Ces jeunes dont on parle tant à Saint-Merry, qui sont nos enfants, nos petits-enfants, et ces autres jeunes encore que l’on souhaiterait voir rejoindre notre communauté, quelles sont leurs opinions sur la religion, la laïcité, la place des femmes, les inégalités sociales, le racisme ? Chose rare, les résultats permettent d’approcher l’opinion des jeunes catholiques pratiquants, des catholiques non pratiquants et des sans religion (ainsi que des musulmans et des adeptes des autres religions)[1].
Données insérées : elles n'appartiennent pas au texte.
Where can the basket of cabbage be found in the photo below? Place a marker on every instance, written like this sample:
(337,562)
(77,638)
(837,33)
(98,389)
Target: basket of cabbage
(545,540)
[1] « Fractures sociétales : enquête auprès des 18-30 ans – IFOP », un sondage pour Marianne auprès de 1 006 jeunes de 18 à 30 ans, représentatifs des jeunes Français, conduit entre le 13 et le 18 novembre 2020.

La place de la religion

Si 36 % de l’ensemble des répondants estiment que « La religion représente quelque chose de très important dans leur vie quotidienne », ils sont 85 % des catholiques pratiquants à le dire et 88 % des musulmans contre 35 % des catholiques non pratiquants. Noter en ce qui concerne l’ensemble des répondants que les cadres, les professions libérales, les bac + 2 ne sont que 27 à 30 % à estimer la religion importante pour eux, alors qu’il en est bien autrement pour les ouvriers, les retraités (42 % chaque groupe) et les peu-diplômés (CAP 42 %, sans diplôme 61 %). La proximité politique expliquerait-elle certains décalages ? 41 % des jeunes proches du PS disent l’importance de la religion, ce qui est bien moins le cas des partisans des verts (26 %) ou de LREM (29 %).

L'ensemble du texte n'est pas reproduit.